April 5, 2016
By Natalie Rodriguez
Opponents and supporters of Republican presidential candidate Donald Trump confronted each other at the UIC Pavilion last month, with several Dominican students there to bare witness. The city has recently become a nationwide topic of conversation after the cancelation of Trump’s rally. Donald Britton and student Leticia Vargas attended the event. Britton went to the planned Trump rally to support the candidate and Vargas went to protest.
“There were people down there looking for fights, there were people provoking each other,” Britton said. “I think more people went because of the situation that was going on from it than actually going to peacefully protest. I think a lot of people did not go there with the desire to peacefully protest I think more people went there wanting to look for confrontation wanting to essentially scare him from coming in which is what happened at the end of it.”
Britton was unable to enter the Pavilion and waited outside.
After several hours of people waiting to hear the candidate speak, Trump cancelled his rally. Britton believes that the rally’s cancelation incited the crowd into more confrontations.
“I became more irritated,” Britton said. “I think the majority of people there, regardless of which side you were on, were. Them canceling is when I would say more anger, more yelling, more pushing started. Like I said, I like Trump. A lot of people there wanted to see him. It’s freedom of speech. He has the right to say whatever it is he wants to say. There were protesters there that their goal was to stop this. At this point I feel like they infringed on his amendment rights to have his speech.”
Junior Leticia Vargas was also present at the rally but she said she was there in solidarity with anti-Trump protesters. Like Britton, she was unable to enter the Pavilion. She did, however, disagree with Britton on the overall atmosphere of the event.
“There were a lot of protesters, maybe a thousand or more,” Vargas said. “It was actually really peaceful. We were just chanting there in protest, I didn’t see any violence…we weren’t really threatening anyone we were just saying what we believed.”
She also disagreed with Britton about whether protesters denied Trump his freedom of speech.
“I don’t think that his freedom of speech was taken away because he was the one who decided to cancel his own rally,” Vargas said. “And I think that if he would’ve gone with the rally, I think that the protester’s plan was to stand in a circle around his stage in a peaceful circle and I don’t think it would’ve escalated to violence. The protesters didn’t go there to be violent; they went there to be peaceful. And I don’t think that being a peaceful protester stops anyone’s freedom of speech from saying what they believe.”

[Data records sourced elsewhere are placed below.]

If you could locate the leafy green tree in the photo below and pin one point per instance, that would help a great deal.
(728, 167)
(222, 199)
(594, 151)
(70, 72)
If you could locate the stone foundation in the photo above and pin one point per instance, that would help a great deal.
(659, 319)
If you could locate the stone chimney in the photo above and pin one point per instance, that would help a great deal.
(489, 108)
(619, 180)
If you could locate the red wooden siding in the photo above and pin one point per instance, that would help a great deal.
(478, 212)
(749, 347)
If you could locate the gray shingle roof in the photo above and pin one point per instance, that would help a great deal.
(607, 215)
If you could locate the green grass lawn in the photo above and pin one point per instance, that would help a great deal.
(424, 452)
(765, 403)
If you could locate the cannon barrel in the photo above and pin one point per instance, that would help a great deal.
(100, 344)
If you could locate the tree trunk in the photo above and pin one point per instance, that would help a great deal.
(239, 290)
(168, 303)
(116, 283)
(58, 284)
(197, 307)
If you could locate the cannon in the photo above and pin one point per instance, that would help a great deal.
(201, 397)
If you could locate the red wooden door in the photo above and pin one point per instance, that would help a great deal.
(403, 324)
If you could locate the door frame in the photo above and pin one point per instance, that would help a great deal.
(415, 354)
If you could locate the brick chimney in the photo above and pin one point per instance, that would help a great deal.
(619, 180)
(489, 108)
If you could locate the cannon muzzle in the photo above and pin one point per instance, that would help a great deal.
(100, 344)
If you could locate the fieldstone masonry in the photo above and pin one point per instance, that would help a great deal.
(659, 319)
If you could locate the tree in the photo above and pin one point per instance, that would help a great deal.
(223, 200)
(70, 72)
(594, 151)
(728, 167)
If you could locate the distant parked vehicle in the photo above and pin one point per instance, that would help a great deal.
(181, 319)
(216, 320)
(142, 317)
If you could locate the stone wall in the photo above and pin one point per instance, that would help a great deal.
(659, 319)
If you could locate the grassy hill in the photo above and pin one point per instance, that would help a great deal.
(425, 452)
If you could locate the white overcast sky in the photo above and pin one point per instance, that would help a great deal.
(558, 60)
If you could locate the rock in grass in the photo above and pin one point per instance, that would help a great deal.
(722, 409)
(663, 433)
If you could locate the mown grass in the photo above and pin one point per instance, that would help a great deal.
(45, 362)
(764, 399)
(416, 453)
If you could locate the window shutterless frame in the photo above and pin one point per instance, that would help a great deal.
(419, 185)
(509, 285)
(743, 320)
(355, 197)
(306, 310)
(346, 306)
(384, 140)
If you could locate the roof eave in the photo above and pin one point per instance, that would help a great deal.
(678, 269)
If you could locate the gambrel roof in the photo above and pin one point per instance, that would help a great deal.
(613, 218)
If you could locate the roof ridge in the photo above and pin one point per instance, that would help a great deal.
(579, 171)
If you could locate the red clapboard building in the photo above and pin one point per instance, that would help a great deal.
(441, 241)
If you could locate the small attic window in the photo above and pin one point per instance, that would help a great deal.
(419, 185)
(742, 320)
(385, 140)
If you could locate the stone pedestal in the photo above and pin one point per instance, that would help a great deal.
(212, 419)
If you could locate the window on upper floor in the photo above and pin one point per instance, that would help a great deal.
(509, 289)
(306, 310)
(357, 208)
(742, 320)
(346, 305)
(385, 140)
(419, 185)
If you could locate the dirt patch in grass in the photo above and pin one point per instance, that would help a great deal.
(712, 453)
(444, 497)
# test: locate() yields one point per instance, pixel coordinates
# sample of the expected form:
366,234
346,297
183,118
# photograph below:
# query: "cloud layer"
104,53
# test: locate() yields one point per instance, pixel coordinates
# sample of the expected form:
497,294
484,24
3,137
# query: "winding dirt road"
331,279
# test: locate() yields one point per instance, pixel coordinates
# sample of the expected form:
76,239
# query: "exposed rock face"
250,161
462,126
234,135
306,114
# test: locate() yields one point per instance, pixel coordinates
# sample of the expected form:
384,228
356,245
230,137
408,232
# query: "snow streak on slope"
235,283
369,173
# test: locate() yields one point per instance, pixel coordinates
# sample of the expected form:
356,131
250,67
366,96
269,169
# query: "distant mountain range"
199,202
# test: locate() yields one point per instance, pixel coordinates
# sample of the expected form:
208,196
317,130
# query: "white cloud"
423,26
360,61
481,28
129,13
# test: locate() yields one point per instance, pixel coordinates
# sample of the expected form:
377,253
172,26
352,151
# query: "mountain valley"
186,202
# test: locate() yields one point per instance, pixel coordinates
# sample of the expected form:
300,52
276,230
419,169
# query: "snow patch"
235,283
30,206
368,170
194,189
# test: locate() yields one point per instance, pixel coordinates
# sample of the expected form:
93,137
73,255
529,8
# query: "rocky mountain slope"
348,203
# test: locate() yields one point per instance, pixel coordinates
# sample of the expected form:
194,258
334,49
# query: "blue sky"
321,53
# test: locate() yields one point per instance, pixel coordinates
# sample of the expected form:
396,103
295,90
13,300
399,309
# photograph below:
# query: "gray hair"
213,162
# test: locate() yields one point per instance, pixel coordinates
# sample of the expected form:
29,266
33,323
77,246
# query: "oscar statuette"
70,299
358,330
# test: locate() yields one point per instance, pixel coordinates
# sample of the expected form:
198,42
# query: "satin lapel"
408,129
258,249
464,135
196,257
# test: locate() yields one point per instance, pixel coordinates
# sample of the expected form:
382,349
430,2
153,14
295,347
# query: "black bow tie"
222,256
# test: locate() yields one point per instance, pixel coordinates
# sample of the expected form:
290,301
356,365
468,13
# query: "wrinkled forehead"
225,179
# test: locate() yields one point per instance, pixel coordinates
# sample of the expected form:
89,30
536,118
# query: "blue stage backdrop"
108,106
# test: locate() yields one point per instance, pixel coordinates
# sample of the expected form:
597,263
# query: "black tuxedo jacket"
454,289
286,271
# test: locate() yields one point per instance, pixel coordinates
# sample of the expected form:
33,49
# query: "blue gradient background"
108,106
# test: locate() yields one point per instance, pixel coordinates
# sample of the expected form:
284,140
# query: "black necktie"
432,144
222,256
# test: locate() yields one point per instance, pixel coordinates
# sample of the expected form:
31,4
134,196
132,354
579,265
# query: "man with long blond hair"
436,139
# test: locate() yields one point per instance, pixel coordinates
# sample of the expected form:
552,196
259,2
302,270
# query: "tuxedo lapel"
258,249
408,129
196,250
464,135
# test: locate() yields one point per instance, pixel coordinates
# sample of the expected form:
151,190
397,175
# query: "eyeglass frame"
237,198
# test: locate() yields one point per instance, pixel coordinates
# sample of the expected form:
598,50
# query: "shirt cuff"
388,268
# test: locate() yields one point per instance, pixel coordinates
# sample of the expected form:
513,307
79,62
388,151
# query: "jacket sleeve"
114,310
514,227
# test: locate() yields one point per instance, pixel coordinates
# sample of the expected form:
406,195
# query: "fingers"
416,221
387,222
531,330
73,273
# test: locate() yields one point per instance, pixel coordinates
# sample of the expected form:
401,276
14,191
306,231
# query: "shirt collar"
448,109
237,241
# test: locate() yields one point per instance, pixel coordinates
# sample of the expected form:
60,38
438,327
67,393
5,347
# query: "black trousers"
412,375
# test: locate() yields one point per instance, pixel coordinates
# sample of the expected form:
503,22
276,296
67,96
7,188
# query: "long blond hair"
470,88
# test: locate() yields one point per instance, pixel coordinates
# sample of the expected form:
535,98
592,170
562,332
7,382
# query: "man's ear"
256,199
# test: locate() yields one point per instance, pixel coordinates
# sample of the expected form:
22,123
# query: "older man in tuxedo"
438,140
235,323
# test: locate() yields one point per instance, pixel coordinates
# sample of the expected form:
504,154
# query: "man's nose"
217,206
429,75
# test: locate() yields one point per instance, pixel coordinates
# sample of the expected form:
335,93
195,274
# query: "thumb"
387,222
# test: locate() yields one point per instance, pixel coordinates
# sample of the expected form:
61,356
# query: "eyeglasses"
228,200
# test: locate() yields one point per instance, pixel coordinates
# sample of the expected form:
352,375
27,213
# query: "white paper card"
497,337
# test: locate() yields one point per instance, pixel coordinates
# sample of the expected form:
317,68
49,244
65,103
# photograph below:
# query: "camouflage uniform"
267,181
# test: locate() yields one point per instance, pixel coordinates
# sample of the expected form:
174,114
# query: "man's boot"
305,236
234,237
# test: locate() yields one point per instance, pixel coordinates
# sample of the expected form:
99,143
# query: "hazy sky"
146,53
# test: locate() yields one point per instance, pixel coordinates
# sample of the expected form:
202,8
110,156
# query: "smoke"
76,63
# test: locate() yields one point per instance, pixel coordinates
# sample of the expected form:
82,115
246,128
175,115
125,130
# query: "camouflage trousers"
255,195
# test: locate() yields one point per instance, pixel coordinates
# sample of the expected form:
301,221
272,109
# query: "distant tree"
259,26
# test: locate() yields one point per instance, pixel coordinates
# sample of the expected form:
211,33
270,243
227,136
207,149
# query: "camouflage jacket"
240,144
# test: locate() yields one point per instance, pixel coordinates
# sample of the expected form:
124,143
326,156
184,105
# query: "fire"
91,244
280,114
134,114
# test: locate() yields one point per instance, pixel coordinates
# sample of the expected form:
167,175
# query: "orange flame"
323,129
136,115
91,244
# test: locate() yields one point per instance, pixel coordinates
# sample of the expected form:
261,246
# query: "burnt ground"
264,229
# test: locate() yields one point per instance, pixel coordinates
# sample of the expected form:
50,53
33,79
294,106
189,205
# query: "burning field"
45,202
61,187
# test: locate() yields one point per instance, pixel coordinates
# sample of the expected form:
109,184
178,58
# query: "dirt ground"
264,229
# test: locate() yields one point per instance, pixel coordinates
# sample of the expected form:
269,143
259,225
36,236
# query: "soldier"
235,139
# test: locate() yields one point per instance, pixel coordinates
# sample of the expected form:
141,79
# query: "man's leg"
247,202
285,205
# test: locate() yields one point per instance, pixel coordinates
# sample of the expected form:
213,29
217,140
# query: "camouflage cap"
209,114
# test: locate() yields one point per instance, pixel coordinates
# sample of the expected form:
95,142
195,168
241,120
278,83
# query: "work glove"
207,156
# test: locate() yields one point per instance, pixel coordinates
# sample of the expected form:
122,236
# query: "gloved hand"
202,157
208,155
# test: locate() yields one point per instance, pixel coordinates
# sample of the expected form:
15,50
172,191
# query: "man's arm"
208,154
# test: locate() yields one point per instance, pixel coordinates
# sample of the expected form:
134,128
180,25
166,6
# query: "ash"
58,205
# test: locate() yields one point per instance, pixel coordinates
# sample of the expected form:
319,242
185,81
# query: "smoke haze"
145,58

The First Amendment protects both speakers and protesters from suppression by the government. Trump rallies have attracted protesters, some of whom have protested silently. Many have been kicked out of the rallies, some violently. Britton is bothered by the presence of protesters and believes they shouldn’t be at the events.
“I would say that for me personally, that would irritate me,” Britton said. “Do they have the right to do it? Yes. I think is it wrong to throw them out, yeah, but then I also feel like you shouldn’t be going to those events, to go in there to cause a disruption. I think they’re doing it for attention at that point. I think legally you can do it but I don’t agree with it personally. I really kind of get irritated with those types of people that do that because there are several issues that I don’t agree with for several other political candidates that I can’t stand. I don’t go to their rallies to do it.”
He continued saying, “I would never go to a Bernie Sanders or Hillary Clinton rally and support Trump publically inside of it. So yeah, they have a right to do it. Do I think that he should throw them out? I think that’s kind of his prerogative but I don’t know, legally, how it breaks down.”